His focus for four years was how to maintain essential services while being forced to cut hundreds of employees and deal with the loss of tens of millions of dollars in property tax revenue.

His leadership in those austere years earned him praise from commissioners. But as the county emerged from recession, LaSala’s sometimes caustic leadership style soured relations with key county partners, including hospitals, non-profits and fire departments. Administrative missteps that put at risk funding for indigent healthcare and availability of beds for Baker-acted patients further eroded commissioners’ confidence in their top administrator.

So with virtually no discussion, Pinellas County commissioners on Tuesday parted company with their top executive, voting unanimously to fire LaSala, who, through his attorney, agreed that he would not dispute his dismissal.

“It was a cascading of events,” Commissioner Ken Welch said. “Those things kind of signaled an environment of conflict and the board wants to move to an environment of collaboration.”

Commissioners were scheduled to discuss LaSala’s future in light of mostly lukewarm and scathing annual evaluations from most of the seven-member commission. But as agreed with LaSala’s attorney, Commission Chairwoman Karen Seel instead called for a motion to terminate LaSala without cause and said there would be no discussion of his performance.

After the vote, LaSala read from a prepared statement before leaving the dais and, soon after, the building.

“It is with mixed emotions I leave my position as Pinellas County administrator,” LaSala said. “It has been an honor to serve this community.”
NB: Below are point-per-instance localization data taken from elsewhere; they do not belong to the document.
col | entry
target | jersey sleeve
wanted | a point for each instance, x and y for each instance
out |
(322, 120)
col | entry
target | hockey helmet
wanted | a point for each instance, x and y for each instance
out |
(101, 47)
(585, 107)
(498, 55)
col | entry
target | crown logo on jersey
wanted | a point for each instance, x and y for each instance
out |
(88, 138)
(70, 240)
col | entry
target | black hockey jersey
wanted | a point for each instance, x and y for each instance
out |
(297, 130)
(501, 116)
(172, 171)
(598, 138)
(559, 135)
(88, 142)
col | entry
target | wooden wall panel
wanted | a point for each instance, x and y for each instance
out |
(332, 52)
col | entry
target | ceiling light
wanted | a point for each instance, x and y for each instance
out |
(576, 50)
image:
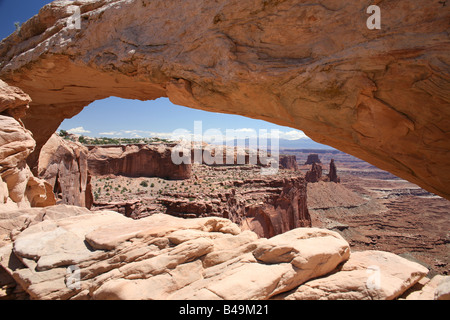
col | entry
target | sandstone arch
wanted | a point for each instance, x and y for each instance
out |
(381, 95)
Seel said she would appoint Deputy County Administrator Mark Woodard as interim leader to work with LaSala during his 90 day’s notice. Woodard took LaSala’s place at the dais on Wednesday.

Because he was fired without cause, LaSala will receive 20 weeks of severance pay severance pay and benefits, which would add up to about $92,000 in salary and car allowance. He also has accrued roughly $40,250 in unused sick and vacation leave, according to the county’s human resources department.

His original contract guaranteed him six month’s severance pay but it was amended last year to comply with a new state law limiting payouts to top public officials.

LaSala worked in local government for roughly four decades primarily in Florida and California, and served as chief assistant county administrator in Pinellas for 10 years, according to a biography on the Pinellas County government website.

He said he was proud of the work he did downsizing county government and the positive attitude to county government from residents as reflected in a recent residents’ survey.

“I am particularly gratified to leave Pinellas County in far better economic position than when I arrived,” he said.

Adept at handling the county’s budget, LaSala’s communications and inter-personal skills were poor, several commissioners said in their evaluations. They also pointed to a pattern of him leading the county into conflict with service providers and other local governments.

The county had to get assistance from Hillsborough County and Florida Department of Veterans’ Affairs to solve a staffing crisis in its veteran’s services offices that led to veterans waiting weeks for help with disability claims.

The county also clashed with fire departments and cities over attempts to lower costs for 911 emergency services. In one heated meeting, LaSala pointed out to commissioners that the fire chiefs speaking at the meeting were neither “elected nor decision makers.” He swiftly apologized.

Last week, commissioners learned that an administrative mix up with BayCare Health System led to the county missing out on $8 million of matching state money for care of poor and uninsured residents. About 10 percent of that money would have come back to the county.

The most recent example was news that Pinellas again has refused to pay property taxes on well fields it owns in Pasco County, an issue that commissioners had asked to be resolved.

Commissioner Janet Long said the county now needs an administrator who can help resolve its toughest issues, such as its dispute with Pinellas cities and fire districts over 911 medical costs.

“In this next chapter of county government, we need a more collaborative, consensus building kind of personality to move us though the big issues we’re facing right now,” Long said.